Formation and characterization of nanoparticle assisted surfactant stabilized oil-in-water nanoemulsions for application in enhanced oil recovery

Nanoemulsions (NEs) are emerging as attractive injecting fluids for enhanced oil recovery because of their abilities to reduce interfacial tension, alter the rock wettability, improve the mobility ratio, become miscible with trapped crude oil, plug the pores, etc. The present study deals with the formulation, characterization, and performance of alumina (Al2O3) nanoparticle-aided AOS (alpha-olefin sulfonate) surfactant stabilized oil in water NEs in improving oil recovery. Dynamic light scattering (DLS) confirms the dispersion of nanoscale oil droplets with an average size of 192 nm and 172 nm for NEs stabilized by AOS surfactant and Al2O3 nanoparticle-aided surfactant, respectively. The corresponding Zeta potential (ζ) values are −60.2 mV and −63.4 mV, which indicate the higher kinetic stability of the NEs. The phase behaviour study shows a stable middle-phase emulsion with 0.75 wt% surfactant at optimum salinity of 0.5 wt% NaCl and the IFT values in the 10−5 mN/m range as measured by Chun Huh equation. On the other hand, the IFT between decane and nanoemulsion measured at 343 K by pendant drop is observed to be 26.42 mN/m, which is further reduced to 13.89 mN/m by inducing nanoparticles into the nanoemulsion.
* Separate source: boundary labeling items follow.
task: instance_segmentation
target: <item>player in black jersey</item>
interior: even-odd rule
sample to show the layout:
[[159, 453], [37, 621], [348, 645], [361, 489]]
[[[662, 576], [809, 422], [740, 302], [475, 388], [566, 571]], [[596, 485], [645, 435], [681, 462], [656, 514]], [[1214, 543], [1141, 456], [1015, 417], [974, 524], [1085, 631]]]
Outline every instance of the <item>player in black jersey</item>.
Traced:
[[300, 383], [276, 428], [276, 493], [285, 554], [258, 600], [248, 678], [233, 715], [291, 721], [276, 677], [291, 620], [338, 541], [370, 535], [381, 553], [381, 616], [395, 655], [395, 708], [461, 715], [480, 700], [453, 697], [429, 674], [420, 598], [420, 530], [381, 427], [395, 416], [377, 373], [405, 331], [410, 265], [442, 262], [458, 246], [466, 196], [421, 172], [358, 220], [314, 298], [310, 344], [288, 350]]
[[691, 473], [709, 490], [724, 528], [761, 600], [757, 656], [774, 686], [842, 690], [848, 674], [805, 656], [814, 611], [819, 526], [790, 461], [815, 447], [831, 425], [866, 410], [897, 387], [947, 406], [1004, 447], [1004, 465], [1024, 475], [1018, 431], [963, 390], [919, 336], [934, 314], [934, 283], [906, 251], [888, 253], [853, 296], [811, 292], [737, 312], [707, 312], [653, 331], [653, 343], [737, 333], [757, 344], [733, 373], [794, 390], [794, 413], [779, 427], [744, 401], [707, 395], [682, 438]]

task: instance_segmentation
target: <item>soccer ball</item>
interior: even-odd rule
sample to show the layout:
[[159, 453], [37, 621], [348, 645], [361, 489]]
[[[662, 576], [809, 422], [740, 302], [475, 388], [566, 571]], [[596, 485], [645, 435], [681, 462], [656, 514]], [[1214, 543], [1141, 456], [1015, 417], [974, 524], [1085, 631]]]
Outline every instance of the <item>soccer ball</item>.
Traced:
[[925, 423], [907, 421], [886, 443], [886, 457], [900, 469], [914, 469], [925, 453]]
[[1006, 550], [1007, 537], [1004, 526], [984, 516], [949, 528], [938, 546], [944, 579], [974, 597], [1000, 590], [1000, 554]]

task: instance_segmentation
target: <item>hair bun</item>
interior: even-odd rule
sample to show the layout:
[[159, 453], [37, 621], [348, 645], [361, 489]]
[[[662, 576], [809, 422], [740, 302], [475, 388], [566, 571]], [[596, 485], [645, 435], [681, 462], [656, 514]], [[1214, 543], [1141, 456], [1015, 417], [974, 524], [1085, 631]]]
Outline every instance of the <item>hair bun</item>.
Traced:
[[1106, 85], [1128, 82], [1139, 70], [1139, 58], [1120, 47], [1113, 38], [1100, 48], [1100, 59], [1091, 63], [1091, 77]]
The NEs have significant potential to alter the wettability of sandstone rock from oil-wet to water-wet. It has been observed that the formulated NEs have good miscibility with crude oil, and the viscosity of crude oil is reduced significantly, which implies an improvement in displacement efficiency. Core flooding studies on two cores were performed by injecting both the formulated slugs to test their effectiveness in improving oil recovery. The injection of one pore volume of AOS-stabilized nanoemulsion and Al2O3 assisted AOS stabilized nanoemulsion increased oil recovery by 17.71 % and 23.97 % respectively over conventional water flooding.